LHCII ist der Haupt-Lichtsammel­komplex des Photosystems II im Photosyntheseapparat höherer Pflan­zen. Sein Apoprotein, das häufigste Membranprotein in Pflanzen, bindet 50 % des Gesamtchlorophylls. Nicht nur die Energiesammlung für den Photosyntheseapparat gehört zu den Aufgaben des LHCII, sondern er ist auch beteiligt an der Dissipation über­schüssiger Anregungsenergie, dem Ausbalancieren der Anregung beider Photosysteme und der Stapelung der Thylakoidmembran. LHCII ist eines der wenigen Membranproteine, deren Struktur bekannt ist und die gleichzeitig in vitro rückgefaltet werden können. Das eröffnet zahlreiche experimentelle Möglichkeiten, wenn man die Funktionen dieses wichtigen Memb­ranproteins aufgrund seiner Struktur verstehen möchte.

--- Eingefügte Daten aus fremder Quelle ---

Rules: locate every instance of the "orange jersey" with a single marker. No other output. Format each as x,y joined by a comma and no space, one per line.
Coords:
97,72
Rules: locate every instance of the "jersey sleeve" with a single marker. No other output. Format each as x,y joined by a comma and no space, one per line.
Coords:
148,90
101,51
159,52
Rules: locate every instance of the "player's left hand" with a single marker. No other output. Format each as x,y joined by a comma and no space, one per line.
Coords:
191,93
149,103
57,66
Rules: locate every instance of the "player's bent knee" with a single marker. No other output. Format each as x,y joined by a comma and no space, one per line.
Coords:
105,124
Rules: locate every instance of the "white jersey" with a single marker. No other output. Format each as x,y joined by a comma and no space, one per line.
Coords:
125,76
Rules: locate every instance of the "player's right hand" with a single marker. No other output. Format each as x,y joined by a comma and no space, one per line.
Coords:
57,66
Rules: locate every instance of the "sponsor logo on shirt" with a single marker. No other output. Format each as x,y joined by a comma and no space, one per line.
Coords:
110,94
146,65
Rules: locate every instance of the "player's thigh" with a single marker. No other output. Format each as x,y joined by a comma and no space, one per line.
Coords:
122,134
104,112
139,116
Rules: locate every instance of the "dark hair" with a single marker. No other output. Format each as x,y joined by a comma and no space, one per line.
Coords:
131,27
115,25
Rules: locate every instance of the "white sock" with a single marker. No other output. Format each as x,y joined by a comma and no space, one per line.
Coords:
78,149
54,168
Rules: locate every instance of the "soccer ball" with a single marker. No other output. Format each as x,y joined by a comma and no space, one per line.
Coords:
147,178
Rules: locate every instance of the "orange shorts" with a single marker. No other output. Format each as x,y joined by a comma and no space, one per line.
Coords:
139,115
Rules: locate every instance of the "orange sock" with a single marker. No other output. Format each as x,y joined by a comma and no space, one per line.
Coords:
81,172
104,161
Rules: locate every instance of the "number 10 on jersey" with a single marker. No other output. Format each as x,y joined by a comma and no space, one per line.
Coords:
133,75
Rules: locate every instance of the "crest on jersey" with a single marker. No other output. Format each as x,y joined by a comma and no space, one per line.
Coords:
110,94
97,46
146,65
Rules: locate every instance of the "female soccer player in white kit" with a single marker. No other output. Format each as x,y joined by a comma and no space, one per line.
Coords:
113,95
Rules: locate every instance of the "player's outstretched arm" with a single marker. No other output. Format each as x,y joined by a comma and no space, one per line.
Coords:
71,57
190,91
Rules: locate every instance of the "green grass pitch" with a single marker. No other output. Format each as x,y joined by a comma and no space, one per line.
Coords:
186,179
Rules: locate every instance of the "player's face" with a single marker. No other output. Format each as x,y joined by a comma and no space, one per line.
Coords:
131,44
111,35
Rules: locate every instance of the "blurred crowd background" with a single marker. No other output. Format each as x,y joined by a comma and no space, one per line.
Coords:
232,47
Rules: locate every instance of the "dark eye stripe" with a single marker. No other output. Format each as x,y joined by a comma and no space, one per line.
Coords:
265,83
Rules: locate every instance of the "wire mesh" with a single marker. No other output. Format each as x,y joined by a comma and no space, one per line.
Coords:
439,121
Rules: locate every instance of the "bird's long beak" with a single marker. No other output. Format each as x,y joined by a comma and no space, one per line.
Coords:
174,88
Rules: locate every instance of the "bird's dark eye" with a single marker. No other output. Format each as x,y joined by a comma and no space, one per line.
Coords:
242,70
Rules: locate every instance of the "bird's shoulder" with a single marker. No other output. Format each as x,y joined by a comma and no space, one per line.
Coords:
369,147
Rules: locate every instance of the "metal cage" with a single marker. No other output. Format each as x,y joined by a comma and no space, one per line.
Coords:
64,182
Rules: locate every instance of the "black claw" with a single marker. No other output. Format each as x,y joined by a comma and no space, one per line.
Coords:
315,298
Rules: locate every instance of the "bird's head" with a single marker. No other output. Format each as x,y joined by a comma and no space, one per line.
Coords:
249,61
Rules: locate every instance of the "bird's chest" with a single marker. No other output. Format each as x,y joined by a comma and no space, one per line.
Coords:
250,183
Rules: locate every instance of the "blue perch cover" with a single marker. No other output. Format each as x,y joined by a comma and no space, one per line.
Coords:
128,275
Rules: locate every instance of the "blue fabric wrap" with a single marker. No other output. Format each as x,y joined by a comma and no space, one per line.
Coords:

Wir nutzen die Möglichkeit, bakteriell exprimiertes LHCII-Apoprotein in vitro zu einem strukturell authentischen Pigment-Protein-Komplex zu rekonstituieren. Wenn dabei Spinmar­ker ortsspezifisch in den Komplex eingeführt werden, wird der Komplex zugänglich für die Elektronen-paramagnetische Resonanz-Spektroskopie, mit der die Struktur einzelner Protein­domänen untersucht und deren Strukturdynamik charakterisiert werden kann (Zusam­menar­beit mit Prof. Gunnar Jeschke, ETH Zürich; Ref.: Jeschke et al., 2005; Volkov et al., 2008; Dockter et al., 2009; Dockter et al, 2012; Fehr et al., 2015, 2016). Diese und andere spektroskopische Methoden (Fluoreszenz, Circular­dichroismus – CD) werden eingesetzt, um mögliche Konformationsveränderungen des LHCII in seinen verschiedenen Funktionszuständen zu charakterisieren. Weiterhin inte­ressieren wir uns dafür, wie die Eigenschaften von Membran-inseriertem LHCII abhängen von der Lipid-Zusammensetzung der Membran (Ref.: Yang et al., 2006) und für die Eigenschaften des Proteins in künstlichen Membranen (Ref.: Zapf et al., 2015).